Basketball Practice Finishers (K–5)
Finishers are short end-of-practice games that build habits without long lines. These are designed for grades K–5: simple rules, high energy, and quick reps.
3 finishers to run today
Each finisher includes setup, how to run it, and one quick coaching cue.
1) Make-It-Take-It Layups (6 minutes)
- Setup: Two teams. One ball. Start on the right side (switch sides each minute).
- How: Team A shoots a layup. Make = keep it. Miss = Team B takes over instantly.
- Scoring: First team to 8 makes wins (or most makes when time ends).
- Coach cue: “Two steps.”
K–1 tweak: Count a point for “good two steps + square hit” even if it misses.
2) Beat-the-Clock Team Challenge (7 minutes)
- Setup: Whole team. One hoop (or two if available). Coach runs the timer.
- How: Pick a goal: “10 layup makes” or “12 clean chest passes.” Team races the clock.
- Scoring: Beat the goal = team win. Miss the goal = “coach wins.”
- Coach cue: “Next rep.”
Coach move: Start with an easy goal so kids feel success, then increase next practice.
3) Stop-On-Two Freeze Game (5 minutes)
- Setup: Half court. Everyone dribbles (pairs can share a ball).
- How: On your whistle: stop on two and freeze in triple-threat. Quick reset, go again.
- Scoring: Team earns +1 for 5 perfect freezes in a row. Any travel/extra hop resets to 0.
- Coach cue: “Stop on two.”
3–5 tweak: Add a pivot (front foot stays) after the freeze.

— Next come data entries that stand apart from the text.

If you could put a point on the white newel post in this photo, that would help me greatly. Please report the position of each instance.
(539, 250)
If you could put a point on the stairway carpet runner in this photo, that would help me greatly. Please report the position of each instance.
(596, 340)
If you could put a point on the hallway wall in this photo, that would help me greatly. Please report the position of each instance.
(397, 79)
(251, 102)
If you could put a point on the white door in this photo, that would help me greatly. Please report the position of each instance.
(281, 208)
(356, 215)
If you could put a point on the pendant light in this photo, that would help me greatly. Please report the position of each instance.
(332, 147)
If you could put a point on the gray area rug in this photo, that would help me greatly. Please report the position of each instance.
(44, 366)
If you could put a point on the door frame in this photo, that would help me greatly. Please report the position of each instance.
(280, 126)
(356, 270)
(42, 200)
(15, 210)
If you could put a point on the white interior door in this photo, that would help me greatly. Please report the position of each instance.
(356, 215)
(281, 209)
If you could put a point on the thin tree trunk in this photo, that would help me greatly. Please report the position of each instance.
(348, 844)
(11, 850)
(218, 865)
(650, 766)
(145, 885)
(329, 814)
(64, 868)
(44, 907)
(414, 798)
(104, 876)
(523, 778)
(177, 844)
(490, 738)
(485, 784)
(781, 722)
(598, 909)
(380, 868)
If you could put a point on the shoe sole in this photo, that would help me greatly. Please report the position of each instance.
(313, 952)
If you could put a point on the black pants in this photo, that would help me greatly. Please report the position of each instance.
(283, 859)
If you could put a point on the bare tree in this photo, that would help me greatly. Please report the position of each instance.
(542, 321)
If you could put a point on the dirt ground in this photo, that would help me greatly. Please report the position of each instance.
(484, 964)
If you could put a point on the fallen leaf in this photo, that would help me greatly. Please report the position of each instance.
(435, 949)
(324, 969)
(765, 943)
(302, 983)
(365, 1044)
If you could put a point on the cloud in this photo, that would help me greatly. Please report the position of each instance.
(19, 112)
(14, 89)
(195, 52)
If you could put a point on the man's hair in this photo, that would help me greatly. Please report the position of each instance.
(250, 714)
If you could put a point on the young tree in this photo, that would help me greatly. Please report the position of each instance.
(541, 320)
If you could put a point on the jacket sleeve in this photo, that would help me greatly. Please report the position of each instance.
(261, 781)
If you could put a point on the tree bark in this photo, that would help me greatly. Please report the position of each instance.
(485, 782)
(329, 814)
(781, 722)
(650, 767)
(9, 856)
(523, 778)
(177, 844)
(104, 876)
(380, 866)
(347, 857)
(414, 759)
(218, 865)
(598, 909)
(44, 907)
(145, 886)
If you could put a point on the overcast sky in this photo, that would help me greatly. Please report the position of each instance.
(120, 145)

Finisher rules that keep it clean
Want the easiest “behavior fix” cue? Say: “Next play.” Then start the next rep immediately.
FAQ
How long should a finisher be for K–5?
5–8 minutes is perfect. End while kids still want one more round.
Should finishers always be competitive?
Yes, but keep it light. “Beat the clock” is competition without drama.
What if I only have one hoop?
Use short rounds, fast rotations, and team goals to keep reps moving.